Cranking to beat the wind
Efren Saurez was admittedly surprised that we were even catching a few redfish and trout on a day better suited for drying clothes outdoors, but he wasn’t enamored with my choice of lures. Unable to even get into the lake once again, we were forced to fish semi-protected stretches of the ICW and the Sabine River channel with lures better suited for duping bass.
I had been doing well enough the week before slow rolling a single spin spinner bait with a BLURP Sea Shad trailer along the rocks and bulkheads, but they were having none of it today. Even my follow-up bait, a 5-inch Die Dapper or Flats Minnow XL rigged weedless and fished like a jerk bait had attracted the interest of only one small redfish before it, too, was relegated to the bottom of the tackle box.
The lure that was putting the fun back into fishing was a shallow running crank bait. Excessive speed of drift due to a big incoming tide and gale force winds at our backs made it difficult to effectively cover very much territory with each cast, but it was the only game in town. We would have been best served had we been able to parallel the rocks and keep the entire cast in the strike zone, but that was not a safe option.
Virtually every strike took place immediately after the lure glanced off a submerged rock or any other piece of hard structure. The limiting problem was that because of the angle of our casts, the lure was in the strike zone less than 10 percent of the time. It was still more effective than anything else we had tried and our options were too limited to look elsewhere.
While this was not what Efren nor I had hoped to do when he booked the trip a month earlier, he was not unhappy with the catching part. What he did not like was the idea of having to throw a crank bait at trout or bass.
The list of reasons he voiced on more than one occasion all had some merit, but in the guiding business you do what you have to do to catch fish.“There is no way I am going to get back in the crankbait business,” he announced after catching and releasing his first slot red.

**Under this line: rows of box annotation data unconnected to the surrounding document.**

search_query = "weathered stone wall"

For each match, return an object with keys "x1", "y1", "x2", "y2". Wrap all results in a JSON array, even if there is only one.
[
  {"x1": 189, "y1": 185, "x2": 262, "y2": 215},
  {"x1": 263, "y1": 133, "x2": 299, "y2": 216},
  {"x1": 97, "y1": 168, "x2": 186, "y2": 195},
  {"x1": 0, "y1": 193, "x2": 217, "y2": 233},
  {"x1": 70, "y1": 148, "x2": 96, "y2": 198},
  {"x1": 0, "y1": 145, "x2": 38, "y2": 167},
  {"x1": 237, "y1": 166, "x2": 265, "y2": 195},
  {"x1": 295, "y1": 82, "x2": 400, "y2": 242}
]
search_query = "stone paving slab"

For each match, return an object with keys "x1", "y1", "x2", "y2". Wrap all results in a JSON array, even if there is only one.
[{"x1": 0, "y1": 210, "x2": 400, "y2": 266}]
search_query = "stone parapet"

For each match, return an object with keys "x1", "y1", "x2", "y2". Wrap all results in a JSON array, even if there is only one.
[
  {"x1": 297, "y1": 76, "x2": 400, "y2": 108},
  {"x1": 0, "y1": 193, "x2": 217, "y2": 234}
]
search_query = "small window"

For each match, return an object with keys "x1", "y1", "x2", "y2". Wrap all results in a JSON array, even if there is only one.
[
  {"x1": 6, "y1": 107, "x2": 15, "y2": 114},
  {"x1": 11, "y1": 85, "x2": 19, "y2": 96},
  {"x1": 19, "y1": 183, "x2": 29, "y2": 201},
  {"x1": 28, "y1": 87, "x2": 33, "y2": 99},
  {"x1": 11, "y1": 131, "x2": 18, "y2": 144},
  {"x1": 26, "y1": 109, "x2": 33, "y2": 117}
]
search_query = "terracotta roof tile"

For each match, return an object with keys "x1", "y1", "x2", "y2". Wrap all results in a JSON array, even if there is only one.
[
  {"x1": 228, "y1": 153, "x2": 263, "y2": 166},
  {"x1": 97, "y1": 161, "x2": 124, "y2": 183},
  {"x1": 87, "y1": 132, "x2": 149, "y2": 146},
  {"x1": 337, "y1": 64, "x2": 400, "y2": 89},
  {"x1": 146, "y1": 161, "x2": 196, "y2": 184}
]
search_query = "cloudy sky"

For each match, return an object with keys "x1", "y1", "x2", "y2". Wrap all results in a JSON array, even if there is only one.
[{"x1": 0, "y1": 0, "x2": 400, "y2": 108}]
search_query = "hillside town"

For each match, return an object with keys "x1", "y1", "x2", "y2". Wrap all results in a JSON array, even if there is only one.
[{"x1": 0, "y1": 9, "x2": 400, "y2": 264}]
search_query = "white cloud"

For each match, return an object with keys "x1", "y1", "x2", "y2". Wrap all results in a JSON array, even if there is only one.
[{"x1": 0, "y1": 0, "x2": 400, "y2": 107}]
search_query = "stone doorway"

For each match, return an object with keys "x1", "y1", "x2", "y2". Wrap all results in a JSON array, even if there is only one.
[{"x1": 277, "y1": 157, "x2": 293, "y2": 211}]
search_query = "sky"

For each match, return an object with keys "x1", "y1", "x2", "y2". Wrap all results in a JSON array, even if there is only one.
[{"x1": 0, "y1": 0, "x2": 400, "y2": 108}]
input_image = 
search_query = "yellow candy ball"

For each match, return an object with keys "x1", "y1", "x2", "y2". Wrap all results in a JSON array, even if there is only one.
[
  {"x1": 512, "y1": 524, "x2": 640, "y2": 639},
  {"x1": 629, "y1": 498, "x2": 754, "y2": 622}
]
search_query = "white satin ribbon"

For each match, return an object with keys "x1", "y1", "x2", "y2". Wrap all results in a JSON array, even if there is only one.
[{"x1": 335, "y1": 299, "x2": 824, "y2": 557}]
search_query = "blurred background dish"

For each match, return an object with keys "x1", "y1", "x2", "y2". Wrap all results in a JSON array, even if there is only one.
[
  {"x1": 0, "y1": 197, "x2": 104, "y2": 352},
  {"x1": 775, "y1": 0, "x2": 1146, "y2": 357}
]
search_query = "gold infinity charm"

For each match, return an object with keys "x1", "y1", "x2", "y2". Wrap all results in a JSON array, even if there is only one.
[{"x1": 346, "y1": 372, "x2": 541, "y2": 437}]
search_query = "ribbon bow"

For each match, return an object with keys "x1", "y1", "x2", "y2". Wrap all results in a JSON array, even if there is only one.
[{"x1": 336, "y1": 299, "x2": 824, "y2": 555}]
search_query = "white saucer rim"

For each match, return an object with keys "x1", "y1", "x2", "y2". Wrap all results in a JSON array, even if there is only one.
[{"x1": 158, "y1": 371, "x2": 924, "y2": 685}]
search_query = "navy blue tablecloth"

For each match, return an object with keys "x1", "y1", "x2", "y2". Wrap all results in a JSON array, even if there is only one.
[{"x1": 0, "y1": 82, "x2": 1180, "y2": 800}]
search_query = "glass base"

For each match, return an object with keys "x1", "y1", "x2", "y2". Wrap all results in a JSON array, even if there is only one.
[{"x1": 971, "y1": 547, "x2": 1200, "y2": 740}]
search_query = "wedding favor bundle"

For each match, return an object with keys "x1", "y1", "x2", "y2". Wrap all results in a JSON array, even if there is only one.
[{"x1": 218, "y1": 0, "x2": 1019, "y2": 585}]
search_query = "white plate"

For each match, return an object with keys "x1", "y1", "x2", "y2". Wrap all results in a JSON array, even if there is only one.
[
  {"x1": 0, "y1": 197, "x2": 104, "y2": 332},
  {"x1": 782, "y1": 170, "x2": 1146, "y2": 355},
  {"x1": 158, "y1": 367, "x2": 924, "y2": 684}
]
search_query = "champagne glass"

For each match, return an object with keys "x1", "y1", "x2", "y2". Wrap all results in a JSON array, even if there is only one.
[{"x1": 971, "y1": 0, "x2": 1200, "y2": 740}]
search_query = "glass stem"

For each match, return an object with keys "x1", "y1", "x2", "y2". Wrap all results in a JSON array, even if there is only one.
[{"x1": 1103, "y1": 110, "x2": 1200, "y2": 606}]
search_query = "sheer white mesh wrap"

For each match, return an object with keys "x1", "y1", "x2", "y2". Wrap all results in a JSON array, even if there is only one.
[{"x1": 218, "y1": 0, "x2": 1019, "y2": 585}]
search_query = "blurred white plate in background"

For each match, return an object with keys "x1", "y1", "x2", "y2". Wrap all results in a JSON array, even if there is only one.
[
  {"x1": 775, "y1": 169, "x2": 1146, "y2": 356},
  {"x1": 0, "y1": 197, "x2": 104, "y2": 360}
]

“I bass fished for years and never had enough of the right color or right size. They are too hard to throw any distance in the wind, they are depth specific making them cost prohibitive, every fish out here has teeth so the paint jobs don’t last long and I am too old to crank my butt off all day long,” he pointed out before making his next cast.
Over the course of the morning he occasionally added to that list, but he never tied on anything else. I whole heartily agreed with him on every point and fish a crank bait only when I have to, but there is no doubt that it is an under used weapon in the brackish waters of the river and area bayous.
The lipless Rat-L-Trap is a favorite for many local fishermen, but it is difficult at best to properly fish over rocks or any hard structure and I have never had a lipless crank bait careen off anything it came into contact with. It is a deadly lure, but you better have a box full of extras. A shallow or mid-range diving crank bait, on the other hand, will usually float back off a snag once you quit reeling and that brief pause also attracts a lot of attention from interested fish.
Charlie Atkinson recently gave me a crank bait that had worked very well for him in the bayous, but to maximize its effectiveness you had to be more aware of the surrounding cover and tempo was absolutely the name of the game. The secret was getting the lure down quickly and keeping it at that depth throughout the retrieve.
When that is the case, vibration and color are much more important factors than they are when banging your lure through the rocks. The gear ratio of your reel and line size are also critical factors. Because braided line floats, I find it to be a very poor choice when fishing a diving crankbait. The lure has a much better chance of doing what it is designed to do when fished on 10 or 12-pound test mono and the stretch factor results in a higher ratio of solid hook sets.
Kenny Vaughan and I found the redfish with a shallow diver last week and he wore me out fishing with mono before I stopped long enough to switch rods. The lures that have been the most effective are designed to dive only three to five feet deep, but they won’t even achieve those depths when fished on braid or heavier monofilament.
If your choice of crankbaits comes packaged with a split ring attached to the tie-on eye at the nose of the bait….use it. The lure was apparently tested with the ring and performs best when fished that way. If, however, there is no split ring attached, tie the lure on with a loop knot rather than opting for a snap swivel. The loop knot, which I use for everything from tails to top waters , enables the lure to move freely whereas the heavier snap tends to bury the front end of the lure.
Unlike with bass fishing, I am not married to any particular brand of crankbait. I will not be fishing one any deeper than 3 to 5 feet deep anyway so I prefer something with the smaller 3-inch body and a square bill.
Hopefully, the wind will quit blowing in a month or so and we will be back out in the lake fishing more conventional baits, but until that happens…your best saltwater lure just might be hiding in your bass fishing box!